Meet in Space

Video Conferencing in Spatial Audio

Abstract

Digital communications technologies have developed at an increasingly rapid pace, with the COVID-19 pandemic accelerating its recent adoption. This shift over the last few decades has seen a mass migration online, where utilities like video conferencing software have become essential to entire industries and institutions. This thesis proposes the integration of binaural spatialized audio within a web-based video conferencing platform for distributed conversations. The proposed system builds upon findings on the benefits of spatial audio in video conferencing platforms and is guided by the tenets of telepresence. The developed implementation is based on Jitsi Meet, a robust open-source conferencing system. It localizes participant’s voices through sound spatialization methods provided by the Web Audio API.

This project treads new ground in exploring how localized audio can be conceptualized within an accessible telecommunications platform, proposing a novel integration of HRTF-based binaural spatialization within a standard video conferencing layout. System design and experimental questions used in a technical evaluation and user study are informed from a review of audio and video conference systems found in the literature and commercial market. The system evaluation suggests its viability from a compatibility and performance perspective. Perceptual metrics of cognitive load, social presence, and intelligibility are further investigated by a user study where four remote subjects were asked to engage in a short group discussion on a live deployment of the system. Results find support for improvements across all defined metrics as well as increased opinion scores regarding the preference of conferencing with a spatial audio system.

Teleconferencing is Here to Stay

But is often a tiring affair…

“Zoom” fatigue
Reduced dimensionality
Poor and inconsistent quality

Teleconferencing has become apart of many of our daily rituals, either a result of the COVID epidemic or the rapid digitization of communication. However, most of us have experienced some symptom of fatigue as a result of our extended use of the system. Latency, network reliability, visual and audio fidelity can all contribute to a fatiguing experience, but software can also play a major role.

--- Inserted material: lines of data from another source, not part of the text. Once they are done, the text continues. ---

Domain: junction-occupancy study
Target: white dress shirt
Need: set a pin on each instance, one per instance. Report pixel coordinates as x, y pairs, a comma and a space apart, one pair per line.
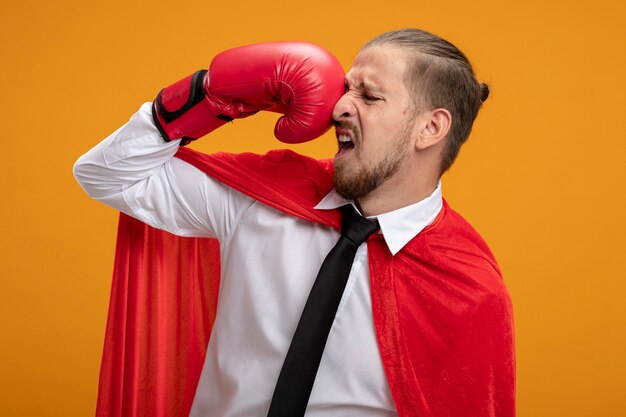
269, 263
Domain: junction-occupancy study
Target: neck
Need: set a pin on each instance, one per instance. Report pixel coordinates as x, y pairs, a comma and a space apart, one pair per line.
397, 192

Issues in Teleconferencing

My take:

Don’t reinvent the wheel - instead focus on one critical component
How can the treatment of audio bring us to the goal of telepresence, and closer to realistic conversations

There is a striking lack of realism in our video meetings, especially in how our voices are conveyed through digital exchange. This project is guided by the principles of telepresence, or the goal of conveying our sensory interactions in high fidelity, as we would in a face-to-face interaction. Every acoustic interaction we experience is spatial so aren’t our digital interactions?

Replicating Face-to-face Interactions

Spatial model, spatial audio
- Visual-aural coherency
- Binaural audio
Benefits from the literature
- Lateralizing audio can improve intelligibility
- Disentangle double-talk
- And more: reduce cognitive load, improve comprehension, and is generally more favorable

There are many issues that ought to be addressed in the field from a software and user experience perspective. Given that audio appears the most critical medium in task oriented communication, I chose to work on integrating spatial audio within a teleconferencing system. Spatial audio within telecommunication has a number of cool benefits and has not yet been integrated within a standard video conferencing platform.

Jitsi Meet and Web Audio

Jitsi Meet is one of the most popular FOSS video conferencing applications that requires no sign up or installation. It works cross browser and has a great support community.

To achieve spatial audio, the only current possibility for high-fidelity reproduction of sound is through binaural production of sound via headphones. Fortunately, WebAudio, a standardized method supported on all browsers, is able to faciliate full HRTF based binaural audio.

Implementation

Capturing participants’ audio streams (WebRTC)
Head-related transfer functions via PannerNode
Dynamic processing of participants

With this, I integrated dynamic, toggle-able, spatial audio for each participant audio stream in a meeting. The voices of the participants appear coherent with the video streams as participants appear and disappear.

Demo of Meet in Space

Validating with a User Study

After a technical evaluation of the system suggested its ability to scale at least to 5 concurrent participants, I ran a user study consisting of students from MCT as well as other’s who were experienced with conferencing on a daily basis. The experiment consisted of a brief conversation among 4 users, with and without spatial audio. The results, while preliminary, were promising and appear to support previous findings in the literature.

There was support for four hypothesis of perceived metrics:

Decreased cognitive effort
Increased social presence
Increased vocal intelligibility
Increase in opinion score

And the future?

Spatial audio is being adopted at a rapid pace, but has still yet to be introduced in small group interactions like the ones presented here. Hopefully, this thesis can provide a valid proof of concept for the benefits of spatial audio in video conferencing platforms.